And then we essentially had the industrial revolution. You can talk about corporate labs, innovation, corporate forms, industrialization, energy, technology, innovation which seemed to break the Malthusian trap. And so we are at least in aggregate really wealthy in a way that the person in 1850 or 1800 or even 1900 would've been completely astonished by. This seems like magic. But on the other hand, I think they would be very surprised. In fact, my reading of what they were writing about at the time is they were very surprised that we cannot be splitting the pie better. So they would basically say, "There's no way we could have grown this pie this big." They would just be like, "That's incredible. What did you guys do? That's like magic."

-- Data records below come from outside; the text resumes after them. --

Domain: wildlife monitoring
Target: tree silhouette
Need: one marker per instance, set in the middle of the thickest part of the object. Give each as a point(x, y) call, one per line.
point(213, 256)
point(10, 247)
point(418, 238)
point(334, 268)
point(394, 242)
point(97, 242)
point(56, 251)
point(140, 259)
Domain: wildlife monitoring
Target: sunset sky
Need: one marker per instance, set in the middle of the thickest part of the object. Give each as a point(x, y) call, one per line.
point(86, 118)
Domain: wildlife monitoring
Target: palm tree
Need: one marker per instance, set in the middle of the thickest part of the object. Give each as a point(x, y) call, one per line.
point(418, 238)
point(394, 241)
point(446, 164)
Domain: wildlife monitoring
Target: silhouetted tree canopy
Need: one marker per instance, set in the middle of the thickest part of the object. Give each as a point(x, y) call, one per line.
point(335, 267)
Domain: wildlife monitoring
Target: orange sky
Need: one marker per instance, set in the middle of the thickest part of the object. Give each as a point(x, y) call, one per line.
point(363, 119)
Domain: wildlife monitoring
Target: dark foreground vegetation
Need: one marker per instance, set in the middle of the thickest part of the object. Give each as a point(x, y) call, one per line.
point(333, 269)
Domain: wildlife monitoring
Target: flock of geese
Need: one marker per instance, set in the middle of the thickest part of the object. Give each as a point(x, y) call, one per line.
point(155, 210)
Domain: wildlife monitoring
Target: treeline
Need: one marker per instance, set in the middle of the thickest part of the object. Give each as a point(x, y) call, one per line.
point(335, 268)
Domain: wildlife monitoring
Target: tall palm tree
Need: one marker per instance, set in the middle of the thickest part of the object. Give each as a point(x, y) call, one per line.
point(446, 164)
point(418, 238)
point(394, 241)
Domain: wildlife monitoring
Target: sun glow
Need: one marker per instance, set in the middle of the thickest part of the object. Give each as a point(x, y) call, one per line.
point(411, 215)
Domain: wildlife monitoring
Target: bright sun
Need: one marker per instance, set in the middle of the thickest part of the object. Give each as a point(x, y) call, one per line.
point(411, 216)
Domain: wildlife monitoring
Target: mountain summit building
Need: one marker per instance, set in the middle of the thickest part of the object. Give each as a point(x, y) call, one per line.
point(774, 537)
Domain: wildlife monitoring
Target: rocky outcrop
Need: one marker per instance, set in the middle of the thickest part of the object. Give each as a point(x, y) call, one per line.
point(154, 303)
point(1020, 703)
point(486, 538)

But on the other hand is like, "How dumb could you be that you could grow this pie but you haven't-- You've got more than enough but there's no way that you can split it? Surely splitting it was the easier problem and growing it was the hard problem.” That's really interesting. You read the work and you go like, "Wow, they just thought the really difficult thing was growing the pie. They thought splitting the pie was just going to be really easy." Well, when you have it and you have all of these things like, "Oh, when we're really wealthy no one will work or they'll split it, all that." It seems to be the reverse is that-- and we see with AI will come. It looks like we are going to be rich in whatever form we are, at least in aggregate. But splitting the pie we have not got any closer really. I mean maybe at the edges, some ideas, welfare states, some insurance and all of that. But it's nowhere near what the thinking the 1850 thought we would get. But they had no belief that we would ever get this wealthy.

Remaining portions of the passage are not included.